Jouer n’est pas qu’un jeu : Quand le ludique façonne nos vies
🧠 Les jeux, architectes secrets de notre monde ? 5 idées d’une neuroscientifique sur l’impact profond du ludique dans nos vies.
Jeux, dés, cartes et neurones : Je(ux) pense, donc je suis
Avez-vous déjà ressenti cette étrange sensation que nos compétences de jeu s’infiltrent dans nos vie quotidiennes ? Non, ce n’est (peut-être) pas une coïncidence.
Chers et chères camarades fans de jeux de société (et de rôle !), l’article que vous allez découvrir ici aujourd’hui nous offre une chouette perspective sur l’univers ludique qui nous captive, éclate, passionne tant. Kelly Clancy, neuroscientifique de renom, nous propose une analyse approfondie de l’impact des jeux sur notre société et notre développement cognitif.
À travers cinq idées clés tirées de son ouvrage « Playing with Reality« , Clancy explore la nature fondamentale du jeu dans l’expérience humaine.
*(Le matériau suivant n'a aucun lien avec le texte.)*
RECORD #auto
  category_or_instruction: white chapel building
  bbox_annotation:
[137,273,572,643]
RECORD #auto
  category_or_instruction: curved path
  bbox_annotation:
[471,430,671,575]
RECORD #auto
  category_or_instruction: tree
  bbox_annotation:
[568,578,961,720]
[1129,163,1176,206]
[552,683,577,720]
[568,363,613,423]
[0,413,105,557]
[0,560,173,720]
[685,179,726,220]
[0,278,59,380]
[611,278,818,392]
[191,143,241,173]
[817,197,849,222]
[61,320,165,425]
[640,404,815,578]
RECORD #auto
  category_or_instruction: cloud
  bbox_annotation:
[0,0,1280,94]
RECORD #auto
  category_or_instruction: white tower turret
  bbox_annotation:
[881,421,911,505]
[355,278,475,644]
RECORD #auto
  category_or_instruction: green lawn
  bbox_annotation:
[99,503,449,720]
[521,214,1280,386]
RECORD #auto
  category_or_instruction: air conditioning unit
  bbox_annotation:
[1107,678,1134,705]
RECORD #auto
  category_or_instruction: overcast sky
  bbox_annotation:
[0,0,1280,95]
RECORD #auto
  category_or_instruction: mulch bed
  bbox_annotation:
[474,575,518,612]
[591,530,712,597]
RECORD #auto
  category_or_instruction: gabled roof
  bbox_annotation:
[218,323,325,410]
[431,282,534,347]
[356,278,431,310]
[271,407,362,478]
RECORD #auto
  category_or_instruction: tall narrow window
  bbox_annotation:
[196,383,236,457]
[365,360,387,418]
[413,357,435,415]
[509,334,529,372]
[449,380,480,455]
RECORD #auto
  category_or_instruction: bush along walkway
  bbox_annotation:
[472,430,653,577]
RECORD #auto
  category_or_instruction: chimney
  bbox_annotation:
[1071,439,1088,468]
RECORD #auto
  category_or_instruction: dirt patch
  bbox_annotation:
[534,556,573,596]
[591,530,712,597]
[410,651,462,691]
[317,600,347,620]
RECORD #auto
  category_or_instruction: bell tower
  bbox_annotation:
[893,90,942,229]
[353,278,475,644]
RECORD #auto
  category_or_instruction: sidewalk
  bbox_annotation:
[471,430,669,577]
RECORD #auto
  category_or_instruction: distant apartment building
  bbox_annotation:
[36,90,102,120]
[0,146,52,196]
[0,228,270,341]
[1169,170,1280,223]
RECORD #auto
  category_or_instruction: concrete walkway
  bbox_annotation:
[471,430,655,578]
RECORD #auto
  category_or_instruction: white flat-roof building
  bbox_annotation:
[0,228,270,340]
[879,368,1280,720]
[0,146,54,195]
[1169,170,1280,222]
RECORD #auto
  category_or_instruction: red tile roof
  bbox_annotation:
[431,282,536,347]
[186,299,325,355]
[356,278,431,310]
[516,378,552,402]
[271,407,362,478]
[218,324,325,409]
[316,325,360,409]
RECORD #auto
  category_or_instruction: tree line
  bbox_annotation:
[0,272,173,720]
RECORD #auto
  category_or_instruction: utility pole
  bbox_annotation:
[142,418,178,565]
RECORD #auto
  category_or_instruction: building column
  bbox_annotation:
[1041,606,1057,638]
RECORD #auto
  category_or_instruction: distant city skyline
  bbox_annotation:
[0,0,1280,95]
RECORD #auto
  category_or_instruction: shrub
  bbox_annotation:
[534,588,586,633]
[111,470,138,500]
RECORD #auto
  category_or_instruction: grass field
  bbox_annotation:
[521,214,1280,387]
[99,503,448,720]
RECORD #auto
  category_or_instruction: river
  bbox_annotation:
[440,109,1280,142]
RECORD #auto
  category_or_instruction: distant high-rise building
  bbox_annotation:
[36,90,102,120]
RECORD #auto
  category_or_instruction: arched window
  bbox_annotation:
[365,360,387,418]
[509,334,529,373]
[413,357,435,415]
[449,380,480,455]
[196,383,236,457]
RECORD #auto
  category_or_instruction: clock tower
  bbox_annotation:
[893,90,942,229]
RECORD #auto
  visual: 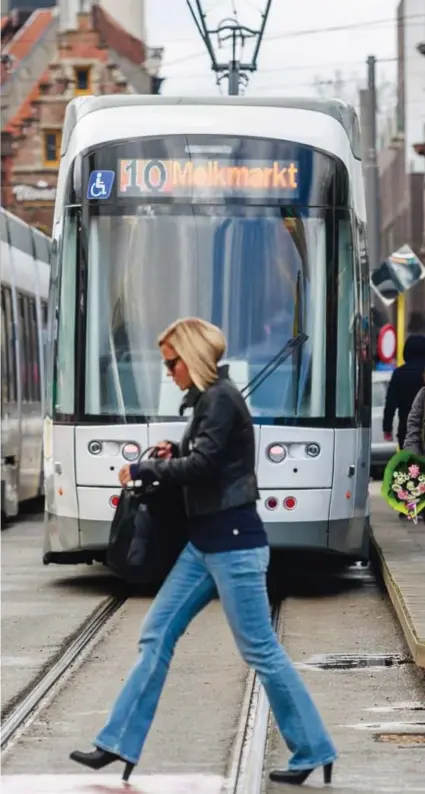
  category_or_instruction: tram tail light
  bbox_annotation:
[266,443,286,463]
[283,496,297,510]
[306,443,320,458]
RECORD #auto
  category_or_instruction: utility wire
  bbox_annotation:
[186,0,272,94]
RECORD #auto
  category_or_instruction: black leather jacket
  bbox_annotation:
[132,367,259,518]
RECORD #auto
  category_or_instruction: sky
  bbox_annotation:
[145,0,412,110]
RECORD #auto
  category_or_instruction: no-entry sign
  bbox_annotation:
[376,323,397,364]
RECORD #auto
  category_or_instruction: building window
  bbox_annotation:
[74,66,91,96]
[44,130,61,166]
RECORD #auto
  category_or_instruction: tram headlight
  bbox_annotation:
[122,441,140,461]
[306,444,320,458]
[266,443,286,463]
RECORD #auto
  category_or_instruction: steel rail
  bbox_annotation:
[1,596,126,750]
[223,604,280,794]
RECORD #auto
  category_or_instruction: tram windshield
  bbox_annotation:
[62,135,348,421]
[85,206,326,417]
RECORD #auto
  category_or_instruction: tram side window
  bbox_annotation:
[0,209,8,243]
[1,287,16,403]
[28,298,41,402]
[55,215,77,415]
[336,218,356,417]
[1,287,9,406]
[18,295,33,402]
[34,232,50,263]
[9,218,34,257]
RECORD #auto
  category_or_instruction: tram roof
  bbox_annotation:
[62,94,361,160]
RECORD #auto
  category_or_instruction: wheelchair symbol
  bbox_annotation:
[87,171,115,199]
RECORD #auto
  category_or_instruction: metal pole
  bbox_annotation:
[397,292,406,367]
[229,61,240,96]
[367,55,381,270]
[228,30,240,96]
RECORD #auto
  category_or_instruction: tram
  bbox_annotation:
[43,96,371,564]
[0,207,50,519]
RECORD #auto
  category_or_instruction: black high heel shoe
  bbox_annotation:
[69,747,135,781]
[269,764,333,786]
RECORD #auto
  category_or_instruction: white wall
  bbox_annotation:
[404,0,425,173]
[100,0,146,41]
[58,0,146,41]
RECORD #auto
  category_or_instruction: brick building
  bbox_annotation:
[2,4,160,233]
[378,0,425,321]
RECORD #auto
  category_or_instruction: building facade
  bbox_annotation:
[1,0,160,234]
[378,0,425,321]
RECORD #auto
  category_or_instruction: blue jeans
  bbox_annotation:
[94,543,336,769]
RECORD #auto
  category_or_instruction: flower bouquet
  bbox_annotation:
[381,450,425,524]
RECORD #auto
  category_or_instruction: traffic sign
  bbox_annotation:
[370,245,425,306]
[376,323,397,364]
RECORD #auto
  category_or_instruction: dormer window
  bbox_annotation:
[74,66,91,96]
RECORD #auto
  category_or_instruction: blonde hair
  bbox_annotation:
[158,317,226,391]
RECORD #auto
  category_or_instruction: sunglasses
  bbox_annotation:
[164,356,180,372]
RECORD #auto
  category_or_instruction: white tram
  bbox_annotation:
[0,207,50,518]
[44,96,371,563]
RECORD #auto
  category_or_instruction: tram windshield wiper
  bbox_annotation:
[241,333,308,400]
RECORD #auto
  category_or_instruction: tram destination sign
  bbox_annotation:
[117,158,299,199]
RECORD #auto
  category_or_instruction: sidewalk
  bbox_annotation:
[370,483,425,668]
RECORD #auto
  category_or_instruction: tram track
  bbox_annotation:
[1,596,127,751]
[223,603,281,794]
[1,596,281,794]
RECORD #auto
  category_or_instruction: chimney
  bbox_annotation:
[58,0,92,31]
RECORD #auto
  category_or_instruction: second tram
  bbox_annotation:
[0,207,50,518]
[44,96,371,563]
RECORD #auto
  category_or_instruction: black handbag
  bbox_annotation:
[106,448,187,584]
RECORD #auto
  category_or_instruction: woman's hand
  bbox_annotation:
[155,441,173,460]
[118,463,132,488]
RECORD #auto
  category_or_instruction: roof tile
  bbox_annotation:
[92,5,146,66]
[5,9,53,61]
[4,70,49,135]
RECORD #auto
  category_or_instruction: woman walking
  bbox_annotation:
[403,386,425,456]
[71,318,336,785]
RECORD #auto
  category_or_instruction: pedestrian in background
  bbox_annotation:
[383,334,425,449]
[71,318,336,785]
[403,386,425,457]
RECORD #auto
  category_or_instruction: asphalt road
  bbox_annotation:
[1,516,425,794]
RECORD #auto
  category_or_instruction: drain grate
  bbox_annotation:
[375,733,425,747]
[303,653,412,670]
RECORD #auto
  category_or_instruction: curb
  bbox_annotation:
[370,527,425,669]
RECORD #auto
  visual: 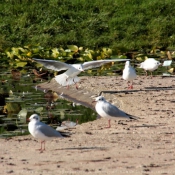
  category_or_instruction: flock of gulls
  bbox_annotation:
[28,58,161,151]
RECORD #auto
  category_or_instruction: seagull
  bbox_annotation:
[28,114,63,151]
[93,96,138,128]
[139,58,161,78]
[33,58,129,89]
[123,61,137,89]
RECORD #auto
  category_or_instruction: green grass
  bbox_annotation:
[0,0,175,50]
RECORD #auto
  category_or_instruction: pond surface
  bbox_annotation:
[0,68,97,138]
[0,62,172,138]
De l’instinct primordial du jeu à son influence sur les mathématiques et l’économie, en passant par son rôle dans la prise de décision et la compréhension du comportement humain, cet article offre un éclairage nouveau sur notre passe-temps favori.
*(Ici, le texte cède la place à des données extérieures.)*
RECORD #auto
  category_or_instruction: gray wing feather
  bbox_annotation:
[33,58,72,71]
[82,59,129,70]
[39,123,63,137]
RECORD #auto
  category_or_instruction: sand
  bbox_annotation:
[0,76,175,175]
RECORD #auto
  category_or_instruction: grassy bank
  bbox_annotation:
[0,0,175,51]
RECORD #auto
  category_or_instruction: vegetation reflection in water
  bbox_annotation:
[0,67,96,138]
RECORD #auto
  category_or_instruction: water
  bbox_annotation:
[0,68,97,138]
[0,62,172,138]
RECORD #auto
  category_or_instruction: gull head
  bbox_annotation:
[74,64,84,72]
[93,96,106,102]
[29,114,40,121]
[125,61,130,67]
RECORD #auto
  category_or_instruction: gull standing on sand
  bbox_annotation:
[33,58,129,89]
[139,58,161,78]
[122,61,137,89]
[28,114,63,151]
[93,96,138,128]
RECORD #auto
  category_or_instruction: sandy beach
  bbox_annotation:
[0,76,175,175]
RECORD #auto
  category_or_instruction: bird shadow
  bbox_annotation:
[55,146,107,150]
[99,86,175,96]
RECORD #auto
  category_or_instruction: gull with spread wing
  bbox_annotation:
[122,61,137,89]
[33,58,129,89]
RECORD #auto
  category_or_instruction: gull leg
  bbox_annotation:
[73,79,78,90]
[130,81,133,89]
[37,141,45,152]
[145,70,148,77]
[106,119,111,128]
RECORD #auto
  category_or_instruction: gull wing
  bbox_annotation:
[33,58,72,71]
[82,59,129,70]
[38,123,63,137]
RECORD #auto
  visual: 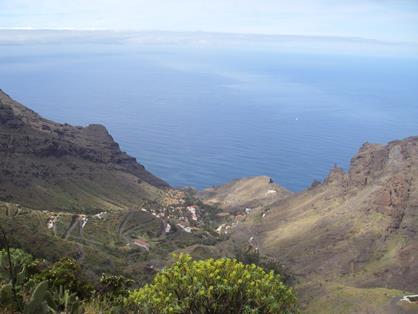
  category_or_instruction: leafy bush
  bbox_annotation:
[128,254,297,314]
[33,257,94,299]
[99,274,134,300]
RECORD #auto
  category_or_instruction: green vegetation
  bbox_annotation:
[128,254,297,313]
[0,248,297,314]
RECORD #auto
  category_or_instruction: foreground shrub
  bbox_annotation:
[33,257,94,299]
[128,254,297,314]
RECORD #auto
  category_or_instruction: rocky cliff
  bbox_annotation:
[0,91,168,209]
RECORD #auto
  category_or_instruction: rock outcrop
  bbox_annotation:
[0,91,168,209]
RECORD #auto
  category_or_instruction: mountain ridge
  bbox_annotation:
[0,91,418,314]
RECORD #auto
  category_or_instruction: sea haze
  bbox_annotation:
[0,38,418,191]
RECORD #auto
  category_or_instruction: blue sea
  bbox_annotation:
[0,44,418,191]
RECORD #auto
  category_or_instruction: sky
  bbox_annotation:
[0,0,418,43]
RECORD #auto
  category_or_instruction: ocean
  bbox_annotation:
[0,44,418,191]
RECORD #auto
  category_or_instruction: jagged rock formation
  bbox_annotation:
[0,90,168,210]
[0,91,418,314]
[217,137,418,313]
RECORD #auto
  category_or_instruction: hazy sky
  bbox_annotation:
[0,0,418,42]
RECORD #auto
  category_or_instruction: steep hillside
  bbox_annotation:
[0,90,168,210]
[0,91,225,282]
[219,137,418,313]
[197,176,292,212]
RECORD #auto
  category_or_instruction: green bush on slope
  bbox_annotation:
[128,254,297,314]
Pour nous, fans de jeux de société, cette lecture promet d’être particulièrement enrichissante. Elle nous invite à réfléchir sur la façon dont les mécaniques de jeu que nous manipulons régulièrement ont façonné et continuent de façonner notre monde. Des réflexions qui apporteront sans doute une nouvelle dimension à notre expérience de jeu. L’article est paru sur le site américain The Next Big Idea, nous vous en proposons ici une traduction, il pourra certainement vous intéresser.
Préparons-nous à un voyage intellectuel plutôt balèze qui nous fera voir nos parties sous un jour nouveau et nous donnera matière à réflexion bien au-delà de la table de jeu.
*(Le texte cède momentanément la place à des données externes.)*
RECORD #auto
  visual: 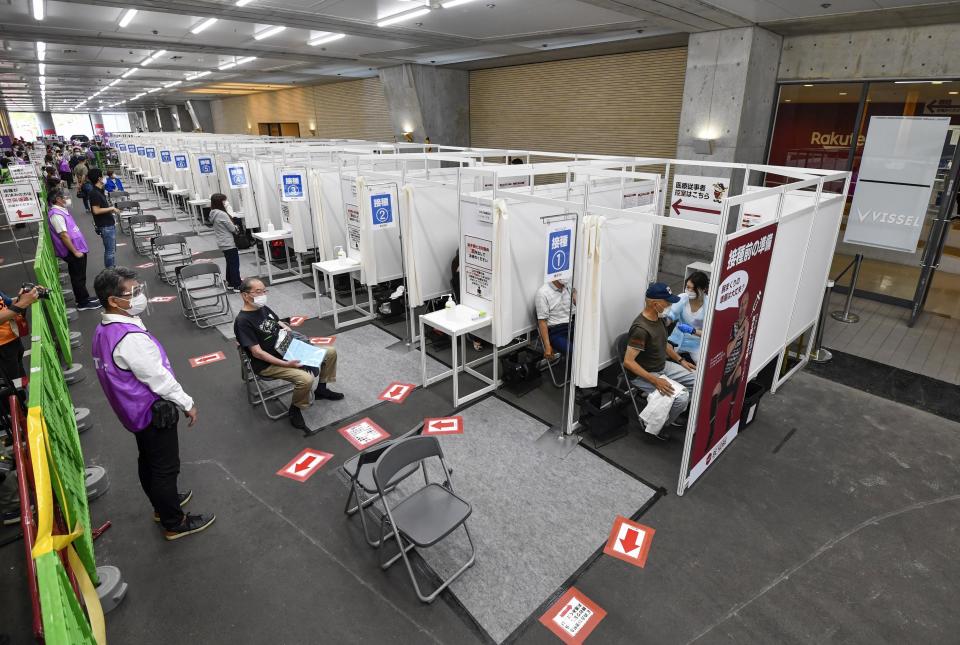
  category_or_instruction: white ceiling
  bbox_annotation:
[0,0,956,111]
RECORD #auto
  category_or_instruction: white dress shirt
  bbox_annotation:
[102,314,193,411]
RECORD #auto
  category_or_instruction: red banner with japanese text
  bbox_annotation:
[686,224,777,486]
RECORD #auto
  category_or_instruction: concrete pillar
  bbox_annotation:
[37,112,56,137]
[186,99,214,132]
[380,64,470,146]
[660,27,783,282]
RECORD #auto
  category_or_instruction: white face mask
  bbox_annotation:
[124,293,147,316]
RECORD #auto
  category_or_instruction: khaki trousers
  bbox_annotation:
[260,347,337,409]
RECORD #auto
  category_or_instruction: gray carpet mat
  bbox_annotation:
[390,398,655,643]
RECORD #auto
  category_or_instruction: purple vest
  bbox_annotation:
[47,206,90,258]
[91,322,173,432]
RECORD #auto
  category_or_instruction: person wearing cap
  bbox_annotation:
[623,282,696,441]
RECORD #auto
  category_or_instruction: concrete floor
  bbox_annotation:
[0,194,960,645]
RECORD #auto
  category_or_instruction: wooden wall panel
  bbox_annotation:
[470,48,687,157]
[210,78,394,141]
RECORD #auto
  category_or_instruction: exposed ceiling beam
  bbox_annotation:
[64,0,472,46]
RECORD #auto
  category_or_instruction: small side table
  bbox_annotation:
[420,305,500,408]
[253,229,304,284]
[311,258,377,329]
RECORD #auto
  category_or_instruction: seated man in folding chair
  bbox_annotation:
[233,278,343,430]
[623,282,696,441]
[534,280,577,361]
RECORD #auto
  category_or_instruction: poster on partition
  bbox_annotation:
[280,168,307,202]
[224,161,250,190]
[543,220,577,283]
[670,175,730,224]
[843,116,950,253]
[0,183,43,225]
[686,224,777,487]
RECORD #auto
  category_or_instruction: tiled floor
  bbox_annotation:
[823,294,960,385]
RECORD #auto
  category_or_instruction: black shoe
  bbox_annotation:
[313,387,343,401]
[153,490,193,522]
[163,513,217,541]
[289,405,307,430]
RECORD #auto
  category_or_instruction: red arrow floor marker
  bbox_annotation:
[421,417,463,435]
[540,587,607,644]
[277,448,333,484]
[377,381,417,403]
[190,352,227,367]
[603,515,656,567]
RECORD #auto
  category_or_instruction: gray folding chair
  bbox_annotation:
[373,437,477,603]
[174,262,233,329]
[237,343,293,421]
[151,235,193,286]
[116,199,143,233]
[341,423,423,548]
[130,215,163,255]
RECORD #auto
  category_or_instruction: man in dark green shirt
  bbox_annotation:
[623,282,696,440]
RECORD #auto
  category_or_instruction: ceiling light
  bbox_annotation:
[190,18,217,34]
[377,7,430,27]
[253,25,286,40]
[120,9,137,29]
[307,34,347,47]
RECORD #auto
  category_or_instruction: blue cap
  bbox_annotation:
[647,282,680,302]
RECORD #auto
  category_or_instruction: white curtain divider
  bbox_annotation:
[573,215,607,387]
[356,177,377,284]
[493,199,513,347]
[308,169,333,260]
[400,184,423,307]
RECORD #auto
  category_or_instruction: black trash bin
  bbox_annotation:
[740,380,767,431]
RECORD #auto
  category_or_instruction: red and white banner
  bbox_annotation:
[540,587,607,644]
[190,352,227,367]
[684,223,777,486]
[421,417,463,435]
[603,515,656,568]
[377,381,417,403]
[277,448,333,484]
[337,418,390,450]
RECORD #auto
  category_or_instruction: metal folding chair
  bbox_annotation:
[341,423,423,548]
[237,343,293,421]
[174,262,233,329]
[116,199,143,233]
[373,437,477,603]
[151,235,193,286]
[130,215,163,255]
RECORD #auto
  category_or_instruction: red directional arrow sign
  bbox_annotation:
[377,381,417,403]
[603,515,656,567]
[190,352,227,367]
[277,448,333,483]
[422,417,463,435]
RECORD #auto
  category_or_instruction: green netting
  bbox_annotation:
[29,309,97,584]
[36,552,96,645]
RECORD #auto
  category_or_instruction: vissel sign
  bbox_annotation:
[843,116,950,253]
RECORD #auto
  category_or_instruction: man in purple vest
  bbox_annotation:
[92,267,216,540]
[47,191,100,310]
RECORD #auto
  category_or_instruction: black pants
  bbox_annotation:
[64,253,90,307]
[0,338,26,380]
[223,248,240,289]
[134,424,183,529]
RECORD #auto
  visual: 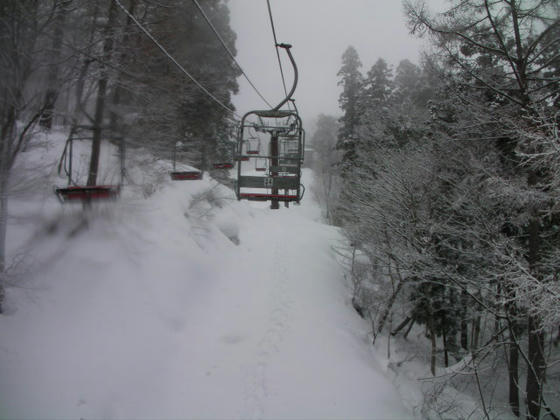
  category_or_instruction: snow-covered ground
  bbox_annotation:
[0,130,412,419]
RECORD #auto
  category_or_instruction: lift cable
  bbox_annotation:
[193,0,272,108]
[114,0,239,123]
[266,0,290,108]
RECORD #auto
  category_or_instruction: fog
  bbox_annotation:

Une neuroscientifique nous explique comment les jeux nous ont façonnés
Kelly Clancy est une neuroscientifique qui étudie la biologie de l’intelligence. Elle a occupé des postes de recherche au MIT, à Berkeley, à l’University College London et dans la société d’intelligence artificielle DeepMind. Ses écrits ont été publiés dans Wired, Harper’s et The New Yorker.
Mme Clancy nous livre ici cinq idées clés tirées de son nouveau livre, Playing with Reality : How Games Have Shaped Our World (Jouer avec la réalité : comment les jeux ont façonné notre monde).
1. Le jeu est un instinct
Les jeux sont une invention extraordinaire. Un jeu – qu’il s’agisse d’un jeu vidéo, d’un jeu de société, d’un jeu de casino ou de toute autre chose – est un agencement d’idées que le cerveau a conçu pour se donner gratuitement du plaisir à partir de rien. En d’autres termes, le cerveau a créé des jeux pour se pirater lui-même.
Nous en avons une idée depuis des milliers d’années : l’historien grec Hérodote a écrit sur les Lydiens, qui auraient inventé de nombreux jeux auxquels nous jouons aujourd’hui. Il affirme que les Lydiens ont souffert de 18 années de famine. Ils alternaient les repas un jour et les jeux le lendemain pour calmer leur faim. À bien des égards, les jeux nous nourrissent.
Les jeux sont anciens. Les jeux parlent à quelque chose de profond en nous, au-delà du temps, de la culture et de la langue. Les gens jouent à des jeux comme les échecs, le go et le backgammon depuis des milliers d’années. En fait, les jeux sont bien plus anciens que l’homme. De nombreux animaux, même des insectes, jouent. Les animaux jouent pour exercer leurs aptitudes physiques, comme les chatons qui sautent sur les jouets pour s’entraîner à la chasse.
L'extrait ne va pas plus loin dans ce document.